Al mismo tiempo, el piloto puso un freno a la euforia. Aclaró que no hay nada cerrado ni cercano a la confirmación y que, al menos por ahora, se trata de un deseo personal más que de una noticia concreta. La frase fue clara: le gustaría mucho que ocurra, pero hoy sigue siendo una ilusión.
El piloto argentino aclaró que no hay nada confirmado, aunque admitió que el evento sería “increíble”. Foto: Reuters
Una chance real, pero todavía en negociación
Más allá de la cautela de Colapinto, distintos reportes coinciden en que las conversaciones están avanzadas. Las versiones más firmes ubican el evento hacia fines de abril, con Palermo como zona probable para el recorrido y con el domingo 26 como fecha tentativa. Aun así, la aprobación final depende de Alpine y de la logística general del show.
En ese contexto, la palabra del propio piloto tuvo valor porque confirmó dos cosas a la vez: que la idea le entusiasma y que todavía no está resuelta. Esa combinación deja a la posible exhibición en un terreno intermedio, entre el deseo fuerte y una negociación que todavía necesita definiciones.
La opción de una activación en abril tomó fuerza tras la cancelación de dos Grandes Premios en Medio Oriente. Foto: Reuters
El buen presente de Alpine, otro eje de su mensaje
Colapinto también habló del momento deportivo del equipo. En Suzuka valoró el doble ingreso en zona de puntos de Alpine en China y reconoció que, aunque el resultado dejó sensaciones encontradas por cómo se desarrolló la carrera, el fin de semana fue muy positivo para medir el potencial real del auto.

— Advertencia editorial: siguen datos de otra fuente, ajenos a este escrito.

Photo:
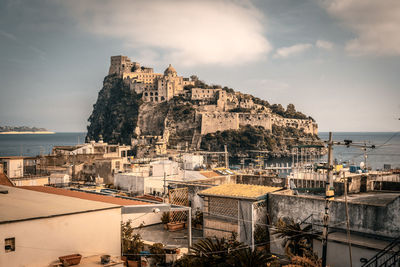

El argentino destacó que ahora el equipo está más cerca de pelear adelante y que eso mejora la confianza del piloto. También señaló que Alpine todavía tiene margen de mejora, un dato que para él vuelve más alentador el presente porque combina rendimiento inmediato con la sensación de que todavía hay cosas por corregir y explotar.
Suzuka, una nueva medida para Colapinto
De cara al Gran Premio de Japón, Colapinto se mostró prudente. Explicó que Suzuka representa un desafío distinto por el tipo de curvas, la velocidad del trazado y las exigencias técnicas de un circuito histórico que suele poner a prueba a pilotos y autos. También remarcó que será una referencia importante para entender mejor las fortalezas y debilidades del Alpine 2026.
Por eso, en medio del entusiasmo por una posible exhibición en Buenos Aires, el foco principal sigue puesto en la pista. El argentino llega a Japón con mejores sensaciones, más confianza y una frase que ya empezó a correr entre sus fanáticos: ver un Fórmula 1 de Alpine en suelo porteño es hoy, al menos para él, un sueño que vale la pena imaginar.